Die von ihr selbst befragten Ökonomen trauen der Europäischen Zentralbank nicht zu, die Inflation zurückzudrängen – und die Bürger erst recht nicht. Am Tag nach ihrer Anhebung des Leitzinses um 75 Basispunkte haben die von ihr befragten Experten der EZB-Geldpolitik ihre Inflationsprognose für den Euroraum erneut kräftig erhöht, wie die EZB am Freitag meldet. Sie gehen im Schnitt von einem Anstieg um 8,3 Prozent aus. Im Juli hatten sie noch 7,3 Prozent prognostiziert. Dass sie für die darauffolgenden Jahre deutlich niedrigere Prognosen abgeben, ist wenig beruhigend. Langfristiger Optimismus ist ein ungeschriebenes, aber fast nie gebrochenes Gesetz der ökonomischen Prognostik.
Und die Meldung des Statistischen Bundesamtes von heute – 10,4 Prozent Inflation im Oktober – bestätigt die düsteren Erwartungen noch.

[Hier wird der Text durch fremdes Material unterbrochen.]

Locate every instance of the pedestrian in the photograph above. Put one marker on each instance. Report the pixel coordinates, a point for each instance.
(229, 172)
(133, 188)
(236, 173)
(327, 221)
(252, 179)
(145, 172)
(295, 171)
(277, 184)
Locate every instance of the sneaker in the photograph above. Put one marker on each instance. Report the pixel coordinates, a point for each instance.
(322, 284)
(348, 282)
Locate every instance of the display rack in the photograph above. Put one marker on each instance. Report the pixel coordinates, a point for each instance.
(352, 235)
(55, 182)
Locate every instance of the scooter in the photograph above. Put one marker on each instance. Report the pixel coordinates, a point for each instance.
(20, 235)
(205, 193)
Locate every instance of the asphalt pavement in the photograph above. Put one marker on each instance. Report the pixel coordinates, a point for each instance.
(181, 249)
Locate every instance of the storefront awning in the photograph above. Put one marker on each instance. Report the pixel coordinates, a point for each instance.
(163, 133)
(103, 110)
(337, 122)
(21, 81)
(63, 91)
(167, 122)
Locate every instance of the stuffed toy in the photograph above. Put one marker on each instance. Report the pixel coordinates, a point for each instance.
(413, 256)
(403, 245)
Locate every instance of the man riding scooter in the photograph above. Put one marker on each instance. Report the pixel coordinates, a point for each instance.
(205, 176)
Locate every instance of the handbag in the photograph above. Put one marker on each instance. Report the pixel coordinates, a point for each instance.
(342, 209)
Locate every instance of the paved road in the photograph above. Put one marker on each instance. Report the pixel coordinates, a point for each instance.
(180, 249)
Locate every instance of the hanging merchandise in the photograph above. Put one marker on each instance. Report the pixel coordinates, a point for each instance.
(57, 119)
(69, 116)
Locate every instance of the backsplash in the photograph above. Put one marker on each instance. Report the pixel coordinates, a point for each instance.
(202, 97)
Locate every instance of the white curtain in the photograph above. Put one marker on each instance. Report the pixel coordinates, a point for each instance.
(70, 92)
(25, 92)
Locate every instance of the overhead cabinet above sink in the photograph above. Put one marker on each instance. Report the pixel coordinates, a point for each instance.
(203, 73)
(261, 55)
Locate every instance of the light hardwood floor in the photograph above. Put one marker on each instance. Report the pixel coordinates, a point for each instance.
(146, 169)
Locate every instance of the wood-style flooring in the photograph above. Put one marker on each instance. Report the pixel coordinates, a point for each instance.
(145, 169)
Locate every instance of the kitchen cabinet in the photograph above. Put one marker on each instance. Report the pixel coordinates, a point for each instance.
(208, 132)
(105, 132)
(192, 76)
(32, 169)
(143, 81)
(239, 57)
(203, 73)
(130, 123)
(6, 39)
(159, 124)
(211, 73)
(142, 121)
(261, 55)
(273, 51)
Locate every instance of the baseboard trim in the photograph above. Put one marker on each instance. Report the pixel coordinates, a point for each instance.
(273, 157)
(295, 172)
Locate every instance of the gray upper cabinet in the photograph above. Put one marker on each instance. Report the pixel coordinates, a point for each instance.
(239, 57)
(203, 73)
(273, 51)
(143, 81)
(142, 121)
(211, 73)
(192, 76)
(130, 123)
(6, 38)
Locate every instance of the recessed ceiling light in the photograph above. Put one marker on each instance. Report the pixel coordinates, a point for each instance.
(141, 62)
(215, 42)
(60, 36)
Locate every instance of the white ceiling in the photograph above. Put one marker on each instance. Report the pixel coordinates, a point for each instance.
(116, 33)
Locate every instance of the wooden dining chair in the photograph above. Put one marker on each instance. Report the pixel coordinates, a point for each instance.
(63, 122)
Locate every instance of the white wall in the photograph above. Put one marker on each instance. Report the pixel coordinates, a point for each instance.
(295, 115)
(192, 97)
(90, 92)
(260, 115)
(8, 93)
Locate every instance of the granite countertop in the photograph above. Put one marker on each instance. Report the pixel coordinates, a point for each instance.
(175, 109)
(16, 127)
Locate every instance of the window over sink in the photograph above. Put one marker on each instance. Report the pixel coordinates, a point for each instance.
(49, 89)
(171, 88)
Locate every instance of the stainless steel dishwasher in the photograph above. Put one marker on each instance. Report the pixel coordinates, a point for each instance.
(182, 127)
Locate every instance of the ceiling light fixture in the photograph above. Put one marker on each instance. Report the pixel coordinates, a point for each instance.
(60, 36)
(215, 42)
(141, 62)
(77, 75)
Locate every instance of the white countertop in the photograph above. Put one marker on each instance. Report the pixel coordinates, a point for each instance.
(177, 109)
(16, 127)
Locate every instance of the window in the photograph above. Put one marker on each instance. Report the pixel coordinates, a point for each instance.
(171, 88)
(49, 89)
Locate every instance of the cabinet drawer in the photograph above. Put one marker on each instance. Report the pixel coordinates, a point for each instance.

Die EZB fragt die Bürger monatlich, mit welcher Inflationsrate sie in drei Jahren rechnen. Bis Anfang dieses Jahres lag der Median dieser Erwartung bei einer Erwartung von zwei Prozent, also dem offiziellen „Inflationsziel“ der EZB, jetzt liegt er bei drei Prozent. Eine Hälfte der Befragten rechnet also mit weniger, die andere mit mehr als drei Prozent. Interessant: Der Mittelwert der Antworten liegt deutlich darüber bei 4,7 Prozent. Das ist dadurch zu erklären, dass die Pessimisten deutlich pessimistischer sind, als die Optimisten optimistisch. Und diese Abweichung von Median und Mittelwert hat zugenommen. Krämer: „Die Inflationsskeptiker haben ihre Inflationserwartungen als erste angehoben und später, ab Anfang 2022, immer mehr Inflationsoptimisten in ihr Lager herübergezogen.“
Wenn tatsächlich auch im Europa der 2020er Jahre eine solche „Entankerung“ des Vertrauens in die EZB stattfindet, dürfte das eine anhaltend hohe Inflation befeuern. Vor allem dann, wenn die Zentralbanker nach dem jüngsten Zinsschritt keine weiteren folgen lassen. Der implizite Druck aus den europäischen Regierungen, dies mit Blick auf die drohende Rezession und die steigende Zinslast durch die Staatsschulden zu unterlassen, ist schon spürbar.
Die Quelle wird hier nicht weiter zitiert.